Rosen became the public face of the record industry’s opprobrium. This made her an unpopular figure. The message boards and chat rooms were filled with unflattering descriptions of her personality and her appearance, and she received numerous death threats. The irony was that, behind the scenes, she was the industry’s biggest dove. As she publicly denounced the service, she privately pushed for Napster and the major labels to cut a deal.

This accommodationist approach was shared by several of the other major label heads. Junior was interested, and approached Napster several times to negotiate a stake in the venture. So, too, did his competitor Thomas Middelhoff, the German-born head of Bertelsmann AG, who proved to be a better dealmaker. In late 2000 Middelhoff announced that Bertelsmann would enter a joint venture with Napster to develop paid, legal channels using peer-to-peer tech.

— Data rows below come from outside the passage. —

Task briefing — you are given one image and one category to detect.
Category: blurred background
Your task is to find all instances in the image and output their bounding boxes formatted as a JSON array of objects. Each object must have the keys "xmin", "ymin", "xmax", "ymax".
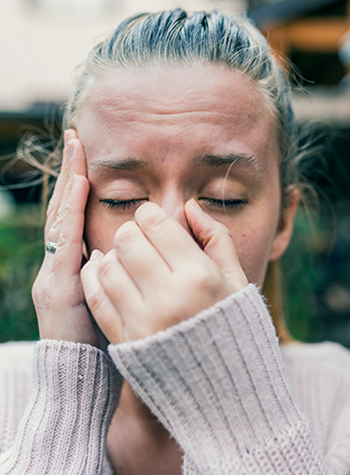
[{"xmin": 0, "ymin": 0, "xmax": 350, "ymax": 348}]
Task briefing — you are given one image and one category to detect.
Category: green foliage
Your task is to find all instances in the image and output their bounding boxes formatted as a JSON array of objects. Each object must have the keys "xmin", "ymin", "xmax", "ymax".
[
  {"xmin": 282, "ymin": 210, "xmax": 329, "ymax": 342},
  {"xmin": 0, "ymin": 206, "xmax": 326, "ymax": 342},
  {"xmin": 0, "ymin": 206, "xmax": 43, "ymax": 342}
]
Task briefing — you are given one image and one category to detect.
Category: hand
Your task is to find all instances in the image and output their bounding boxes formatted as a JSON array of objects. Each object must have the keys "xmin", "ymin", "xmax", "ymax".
[
  {"xmin": 82, "ymin": 200, "xmax": 248, "ymax": 343},
  {"xmin": 32, "ymin": 130, "xmax": 98, "ymax": 346}
]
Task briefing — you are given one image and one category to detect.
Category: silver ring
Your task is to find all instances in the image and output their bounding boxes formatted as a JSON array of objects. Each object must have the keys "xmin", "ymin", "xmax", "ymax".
[{"xmin": 45, "ymin": 241, "xmax": 58, "ymax": 254}]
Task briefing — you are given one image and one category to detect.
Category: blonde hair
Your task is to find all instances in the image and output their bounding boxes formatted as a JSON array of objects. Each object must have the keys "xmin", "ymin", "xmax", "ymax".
[{"xmin": 21, "ymin": 9, "xmax": 300, "ymax": 340}]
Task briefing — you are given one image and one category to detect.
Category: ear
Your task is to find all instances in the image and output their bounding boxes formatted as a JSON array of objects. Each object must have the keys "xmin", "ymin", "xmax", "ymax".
[{"xmin": 269, "ymin": 186, "xmax": 300, "ymax": 261}]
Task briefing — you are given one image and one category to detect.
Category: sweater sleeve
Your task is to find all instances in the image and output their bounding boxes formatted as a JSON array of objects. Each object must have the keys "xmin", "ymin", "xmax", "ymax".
[
  {"xmin": 0, "ymin": 340, "xmax": 122, "ymax": 475},
  {"xmin": 109, "ymin": 284, "xmax": 328, "ymax": 475}
]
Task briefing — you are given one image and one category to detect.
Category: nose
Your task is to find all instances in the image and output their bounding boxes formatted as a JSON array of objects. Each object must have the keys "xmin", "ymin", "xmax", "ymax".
[{"xmin": 159, "ymin": 195, "xmax": 192, "ymax": 235}]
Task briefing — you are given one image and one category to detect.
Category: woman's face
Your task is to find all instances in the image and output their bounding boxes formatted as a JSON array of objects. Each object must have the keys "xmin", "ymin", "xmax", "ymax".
[{"xmin": 77, "ymin": 65, "xmax": 296, "ymax": 285}]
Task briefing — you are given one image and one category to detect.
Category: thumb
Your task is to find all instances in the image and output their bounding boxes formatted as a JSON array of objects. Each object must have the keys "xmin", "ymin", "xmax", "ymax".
[{"xmin": 185, "ymin": 199, "xmax": 248, "ymax": 290}]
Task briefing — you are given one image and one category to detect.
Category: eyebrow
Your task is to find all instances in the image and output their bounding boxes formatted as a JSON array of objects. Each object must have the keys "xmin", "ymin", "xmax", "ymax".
[
  {"xmin": 195, "ymin": 153, "xmax": 261, "ymax": 173},
  {"xmin": 89, "ymin": 154, "xmax": 261, "ymax": 173},
  {"xmin": 89, "ymin": 158, "xmax": 149, "ymax": 172}
]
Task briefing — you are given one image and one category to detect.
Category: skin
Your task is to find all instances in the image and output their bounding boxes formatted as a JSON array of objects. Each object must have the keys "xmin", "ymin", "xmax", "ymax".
[{"xmin": 33, "ymin": 65, "xmax": 298, "ymax": 475}]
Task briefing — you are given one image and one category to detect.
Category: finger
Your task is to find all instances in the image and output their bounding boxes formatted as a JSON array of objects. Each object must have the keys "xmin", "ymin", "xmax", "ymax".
[
  {"xmin": 185, "ymin": 199, "xmax": 248, "ymax": 288},
  {"xmin": 45, "ymin": 129, "xmax": 77, "ymax": 232},
  {"xmin": 81, "ymin": 250, "xmax": 125, "ymax": 344},
  {"xmin": 45, "ymin": 139, "xmax": 86, "ymax": 242},
  {"xmin": 135, "ymin": 203, "xmax": 203, "ymax": 271},
  {"xmin": 54, "ymin": 175, "xmax": 89, "ymax": 277},
  {"xmin": 98, "ymin": 249, "xmax": 143, "ymax": 314},
  {"xmin": 114, "ymin": 221, "xmax": 171, "ymax": 296}
]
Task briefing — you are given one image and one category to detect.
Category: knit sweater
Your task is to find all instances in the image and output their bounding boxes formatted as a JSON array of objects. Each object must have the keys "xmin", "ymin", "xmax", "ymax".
[{"xmin": 0, "ymin": 285, "xmax": 350, "ymax": 475}]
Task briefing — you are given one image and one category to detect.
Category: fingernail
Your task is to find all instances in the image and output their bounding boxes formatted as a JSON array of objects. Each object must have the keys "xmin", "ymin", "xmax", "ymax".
[
  {"xmin": 67, "ymin": 140, "xmax": 75, "ymax": 160},
  {"xmin": 190, "ymin": 198, "xmax": 203, "ymax": 211},
  {"xmin": 63, "ymin": 130, "xmax": 70, "ymax": 147},
  {"xmin": 72, "ymin": 175, "xmax": 79, "ymax": 190},
  {"xmin": 90, "ymin": 249, "xmax": 102, "ymax": 261}
]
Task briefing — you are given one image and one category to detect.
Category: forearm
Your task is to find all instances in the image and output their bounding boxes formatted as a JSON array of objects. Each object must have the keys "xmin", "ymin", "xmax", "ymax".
[
  {"xmin": 110, "ymin": 286, "xmax": 327, "ymax": 475},
  {"xmin": 0, "ymin": 340, "xmax": 122, "ymax": 475}
]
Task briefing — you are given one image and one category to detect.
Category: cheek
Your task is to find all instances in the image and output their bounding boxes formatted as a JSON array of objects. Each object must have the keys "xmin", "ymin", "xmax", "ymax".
[
  {"xmin": 223, "ymin": 203, "xmax": 279, "ymax": 285},
  {"xmin": 84, "ymin": 202, "xmax": 126, "ymax": 254},
  {"xmin": 233, "ymin": 225, "xmax": 272, "ymax": 285}
]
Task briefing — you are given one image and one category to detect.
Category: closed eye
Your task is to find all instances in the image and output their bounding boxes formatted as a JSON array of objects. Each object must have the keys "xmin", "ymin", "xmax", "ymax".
[
  {"xmin": 199, "ymin": 198, "xmax": 248, "ymax": 210},
  {"xmin": 99, "ymin": 198, "xmax": 148, "ymax": 210}
]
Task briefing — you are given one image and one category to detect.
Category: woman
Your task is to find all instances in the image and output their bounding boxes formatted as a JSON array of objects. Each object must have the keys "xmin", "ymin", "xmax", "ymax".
[{"xmin": 0, "ymin": 10, "xmax": 350, "ymax": 475}]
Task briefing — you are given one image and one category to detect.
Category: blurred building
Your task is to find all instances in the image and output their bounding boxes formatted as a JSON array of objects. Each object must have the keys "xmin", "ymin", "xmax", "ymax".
[{"xmin": 0, "ymin": 0, "xmax": 246, "ymax": 111}]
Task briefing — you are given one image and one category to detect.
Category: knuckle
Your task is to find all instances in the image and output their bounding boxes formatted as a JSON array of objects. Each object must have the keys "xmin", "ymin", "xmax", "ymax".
[
  {"xmin": 135, "ymin": 203, "xmax": 169, "ymax": 230},
  {"xmin": 86, "ymin": 289, "xmax": 102, "ymax": 313},
  {"xmin": 97, "ymin": 252, "xmax": 113, "ymax": 279},
  {"xmin": 114, "ymin": 221, "xmax": 138, "ymax": 247}
]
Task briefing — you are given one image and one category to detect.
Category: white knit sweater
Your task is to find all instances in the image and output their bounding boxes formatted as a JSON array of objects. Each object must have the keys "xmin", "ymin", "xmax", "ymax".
[{"xmin": 0, "ymin": 285, "xmax": 350, "ymax": 475}]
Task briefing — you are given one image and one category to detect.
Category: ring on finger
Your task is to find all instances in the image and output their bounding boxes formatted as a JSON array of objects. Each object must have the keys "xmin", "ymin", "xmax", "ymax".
[{"xmin": 45, "ymin": 241, "xmax": 58, "ymax": 254}]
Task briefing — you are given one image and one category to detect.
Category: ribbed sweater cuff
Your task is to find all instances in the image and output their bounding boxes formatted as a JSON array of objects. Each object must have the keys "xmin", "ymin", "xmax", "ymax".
[
  {"xmin": 109, "ymin": 284, "xmax": 323, "ymax": 474},
  {"xmin": 0, "ymin": 340, "xmax": 122, "ymax": 475}
]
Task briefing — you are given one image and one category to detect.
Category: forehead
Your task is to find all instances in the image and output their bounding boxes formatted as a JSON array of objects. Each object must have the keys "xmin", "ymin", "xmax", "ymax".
[{"xmin": 76, "ymin": 65, "xmax": 277, "ymax": 167}]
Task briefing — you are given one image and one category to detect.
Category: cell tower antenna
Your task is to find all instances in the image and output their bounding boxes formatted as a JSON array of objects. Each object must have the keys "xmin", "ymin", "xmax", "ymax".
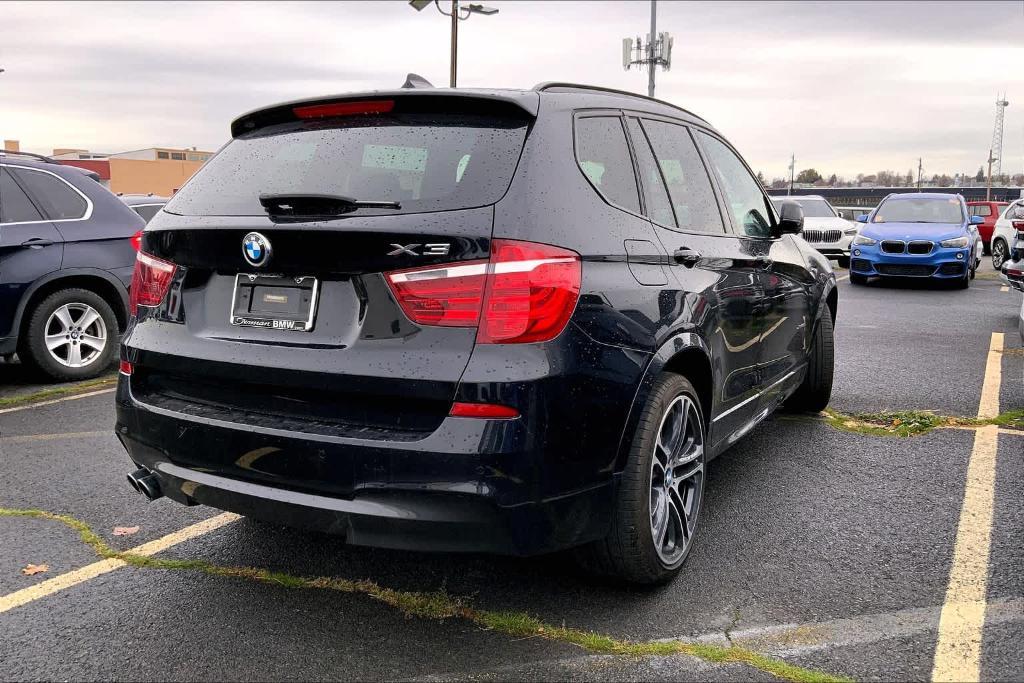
[{"xmin": 989, "ymin": 94, "xmax": 1010, "ymax": 178}]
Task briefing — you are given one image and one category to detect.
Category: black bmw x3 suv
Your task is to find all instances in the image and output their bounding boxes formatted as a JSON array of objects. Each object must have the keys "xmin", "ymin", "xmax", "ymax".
[{"xmin": 117, "ymin": 84, "xmax": 837, "ymax": 583}]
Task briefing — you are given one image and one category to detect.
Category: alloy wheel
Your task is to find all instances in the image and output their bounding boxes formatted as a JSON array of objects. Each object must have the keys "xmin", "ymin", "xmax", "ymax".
[
  {"xmin": 44, "ymin": 303, "xmax": 106, "ymax": 368},
  {"xmin": 650, "ymin": 395, "xmax": 705, "ymax": 568}
]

But Napster was not so attractive an investment as it appeared. Fanning, conciliatory and deferential by temperament, had no business experience. He instead surrounded himself with those he saw as talented, and mostly that meant hiring friends and family. One of his early hires was Sean Parker, whom Fanning knew from an mp3 trading channel. Parker, 19, was glib and handsome, and soon became the public face of Napster. (A similar deal with Facebook would later make him one of the richest people in the world.) But the most important early hire wasn’t Parker; it was Shawn Fanning’s uncle John.

Shawn was in thrall to John Fanning. Much of what he knew about programming came from his experiences hanging around at John Fanning’s previous business venture, Chess.net. As CEO of that company, John had appeared to be the model of a successful Web entrepreneur, and was a generous benefactor to his nephew. He had spent years paying Shawn for good grades, and while Shawn was still in high school, had bought him a purple BMW.

But it was all based on credit. John had a habit of not paying his bills, and this made his life a lot of fun. In 1999 alone he lost a judgment over a $17,000 bank debt, lost another judgment over a $26,000 credit agency debt, and his former lawyer filed an affidavit saying John owed him $94,000 in unpaid legal fees. That same year his wife lost a $13,000 judgment over a credit card debt, and she was being sued by her condominium board over nonpayment of fees. Despite appearances, John’s business ventures were struggling—his previous company, Cambridge Automation, had been dissolved, and Chess.net was falling apart, with employees grumbling about not being paid. Worst of all was the felony assault charge John Fanning was facing for beating up the maintenance man of his apartment building. (The charge was dismissed in 2002, after Fanning served six months of pretrial probation.)